Container Images (release 251118)

  • quay.io/deepgram/self-hosted-api:release-251118

    • Equivalent image to:
      • quay.io/deepgram/self-hosted-api:1.169.0
  • quay.io/deepgram/self-hosted-engine:release-251118

    • Equivalent image to:

      • quay.io/deepgram/self-hosted-engine:3.104.10
    • Minimum required NVIDIA driver version: >=570.172.08

  • quay.io/deepgram/self-hosted-license-proxy:release-251118

    • Equivalent image to:
      • quay.io/deepgram/self-hosted-license-proxy:1.9.2
  • quay.io/deepgram/self-hosted-billing:release-251118

    • Equivalent image to:
      • quay.io/deepgram/self-hosted-billing:1.12.1

This Release Contains The Following Changes

  • Expands Nova-3 Monolingual Language Support — Nova-3 now supports 11 additional languages, bringing stronger accuracy and contextual understanding across:

    • Eastern Europe and Eurasia: Bulgarian (bg), Czech (cs), Hungarian (hu), Polish (pl), Russian (ru), Ukrainian (uk)
    • Nordics and Baltics: Finnish (fi)
    • South Asia: Hindi (hi)
    • East Asia: Japanese (ja), Korean (ko, ko-KR)
    • Southeast Asia: Vietnamese (vi)

    Learn more in our announcement blog.

  • Adds 36-Language Detection Model — Adds support for a new language detection model that handles 36 languages. This feature requires enabling the use_v2_language_detection feature flag in the Engine TOML configuration. Language detection is available for pre-recorded audio only. Learn more in the language detection documentation.

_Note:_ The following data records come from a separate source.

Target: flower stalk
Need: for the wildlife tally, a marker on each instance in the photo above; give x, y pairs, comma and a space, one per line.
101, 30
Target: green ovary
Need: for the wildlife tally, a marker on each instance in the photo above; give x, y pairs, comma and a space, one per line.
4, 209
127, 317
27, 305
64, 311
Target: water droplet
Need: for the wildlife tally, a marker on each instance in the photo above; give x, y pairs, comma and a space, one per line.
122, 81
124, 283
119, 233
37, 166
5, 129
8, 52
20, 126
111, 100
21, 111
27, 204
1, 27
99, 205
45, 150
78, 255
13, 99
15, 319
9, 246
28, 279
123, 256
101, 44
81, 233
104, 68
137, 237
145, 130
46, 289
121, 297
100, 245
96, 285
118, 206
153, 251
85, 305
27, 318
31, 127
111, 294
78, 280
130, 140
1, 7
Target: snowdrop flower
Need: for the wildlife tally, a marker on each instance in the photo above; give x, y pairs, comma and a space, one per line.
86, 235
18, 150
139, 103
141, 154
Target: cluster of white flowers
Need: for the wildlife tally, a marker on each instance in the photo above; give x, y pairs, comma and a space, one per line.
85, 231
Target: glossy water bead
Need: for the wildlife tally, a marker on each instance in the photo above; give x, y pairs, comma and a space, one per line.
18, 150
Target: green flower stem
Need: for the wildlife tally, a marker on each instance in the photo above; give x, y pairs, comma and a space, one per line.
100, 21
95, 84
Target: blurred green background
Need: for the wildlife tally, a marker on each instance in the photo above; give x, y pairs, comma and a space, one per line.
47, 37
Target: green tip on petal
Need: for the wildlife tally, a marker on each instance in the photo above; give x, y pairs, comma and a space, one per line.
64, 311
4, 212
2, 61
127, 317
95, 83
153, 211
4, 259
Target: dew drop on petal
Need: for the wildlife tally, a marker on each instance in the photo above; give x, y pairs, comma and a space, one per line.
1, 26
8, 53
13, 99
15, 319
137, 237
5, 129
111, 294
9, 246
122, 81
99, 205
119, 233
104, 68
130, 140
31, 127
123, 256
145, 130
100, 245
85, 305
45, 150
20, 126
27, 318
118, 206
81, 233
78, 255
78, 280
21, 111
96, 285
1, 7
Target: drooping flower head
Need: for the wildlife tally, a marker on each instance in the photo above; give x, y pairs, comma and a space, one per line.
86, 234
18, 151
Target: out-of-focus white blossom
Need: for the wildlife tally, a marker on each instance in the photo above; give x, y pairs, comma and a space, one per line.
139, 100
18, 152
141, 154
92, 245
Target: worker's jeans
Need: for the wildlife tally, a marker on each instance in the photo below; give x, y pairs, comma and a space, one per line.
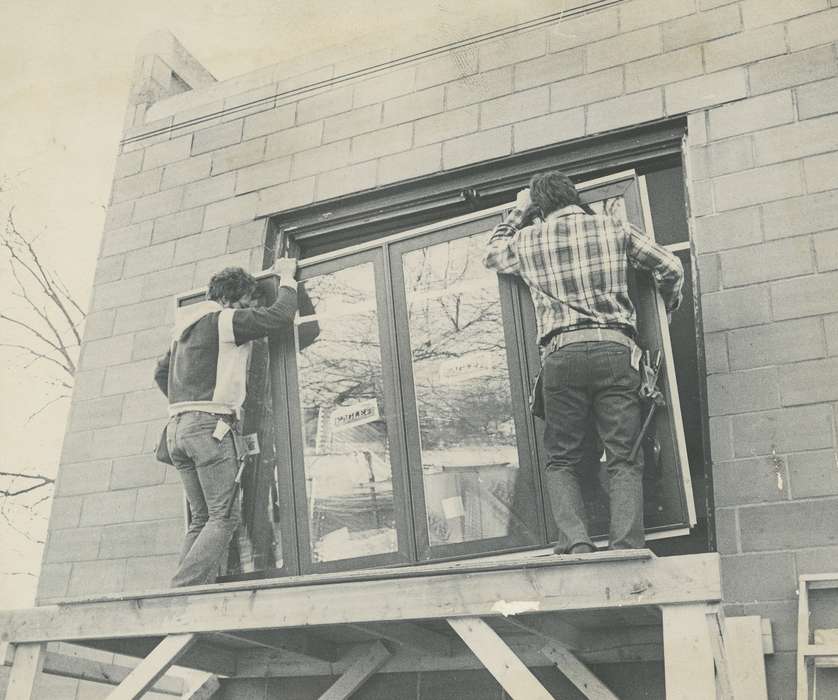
207, 467
586, 382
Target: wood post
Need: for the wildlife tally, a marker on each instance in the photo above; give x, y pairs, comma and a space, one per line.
26, 667
499, 659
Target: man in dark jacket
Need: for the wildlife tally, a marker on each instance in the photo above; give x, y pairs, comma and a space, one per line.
204, 376
575, 264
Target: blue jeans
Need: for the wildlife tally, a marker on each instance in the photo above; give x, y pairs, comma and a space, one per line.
207, 468
586, 382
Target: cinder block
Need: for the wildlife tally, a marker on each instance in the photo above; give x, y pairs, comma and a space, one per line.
549, 129
478, 88
157, 205
728, 229
186, 171
95, 577
813, 474
320, 159
167, 283
354, 178
796, 140
789, 526
624, 48
786, 430
744, 48
88, 385
446, 67
764, 184
73, 544
119, 441
269, 122
666, 68
239, 156
447, 125
776, 343
128, 377
740, 392
811, 381
818, 98
642, 13
413, 163
333, 101
787, 257
159, 502
793, 217
735, 308
747, 578
516, 107
756, 13
136, 186
137, 317
54, 578
622, 111
107, 508
96, 413
348, 124
109, 269
134, 472
231, 211
173, 226
116, 294
380, 143
150, 573
512, 48
294, 140
707, 90
805, 296
145, 260
477, 147
586, 89
287, 196
142, 539
128, 164
167, 152
409, 108
65, 512
748, 481
384, 86
580, 31
127, 238
217, 137
792, 69
106, 352
118, 215
701, 28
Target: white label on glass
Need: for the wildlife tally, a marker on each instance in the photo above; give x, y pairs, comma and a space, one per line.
469, 366
356, 414
453, 507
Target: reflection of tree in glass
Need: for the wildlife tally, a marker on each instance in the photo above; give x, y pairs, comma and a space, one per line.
457, 345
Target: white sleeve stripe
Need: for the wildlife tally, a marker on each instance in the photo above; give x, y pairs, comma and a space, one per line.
225, 326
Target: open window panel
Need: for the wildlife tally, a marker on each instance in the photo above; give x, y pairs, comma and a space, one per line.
669, 504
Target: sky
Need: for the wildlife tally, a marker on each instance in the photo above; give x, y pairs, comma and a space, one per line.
66, 67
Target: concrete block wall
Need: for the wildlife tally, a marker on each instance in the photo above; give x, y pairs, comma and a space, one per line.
199, 171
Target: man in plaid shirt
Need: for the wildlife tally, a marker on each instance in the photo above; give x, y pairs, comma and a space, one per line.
575, 264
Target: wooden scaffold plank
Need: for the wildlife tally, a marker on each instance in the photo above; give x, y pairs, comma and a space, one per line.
153, 667
356, 675
27, 663
577, 673
515, 678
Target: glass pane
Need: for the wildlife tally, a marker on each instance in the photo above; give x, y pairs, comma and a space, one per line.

  • Updates Status Endpoint — Updates the /v1/status endpoint to better reflect node startup and runtime state, preventing false Critical reports when the API starts before an Engine driver is ready. See the status endpoint documentation for the new status flow:

    • Initializing — Reported during node startup; transitions to Ready once initialization completes.
    • Ready — The node can service requests; transitions to Healthy after enough successful requests, or Critical if errors occur.
    • Healthy — Sustained success; can transition to Critical if failures arise.
    • Critical — Indicates node failures; can recover back to Ready once node can service requests again.
  • Enhances API Graceful Shutdown — Resolves an issue where the API container would not properly wait for outstanding work to complete before shutting down. The graceful shutdown period now defaults to approximately 10 minutes.

  • Improves Address Formatting — Improves formatting for street numbers in addresses.

  • Improves Aura-2 Latency Consistency — Improves latency consistency for Aura-2 text-to-speech requests.

  • Deprecates Legacy Intelligence Features — Legacy Intelligence features (analyze_sentiment=true, detect_topics=true, summarize=v1, and summarize=true v1 structure) are now deprecated in favor of newer versions. Requests using these parameters will return HTTP 400 errors. Migration guidance:

    • analyze_sentiment=true → use sentiment=true
    • detect_topics=true → use topics=true
    • summarize=v1 → use summarize=true or summarize=v2

    See the Speech-to-Text changelog for more details.

  • Includes General Improvements — Keeps our software up-to-date.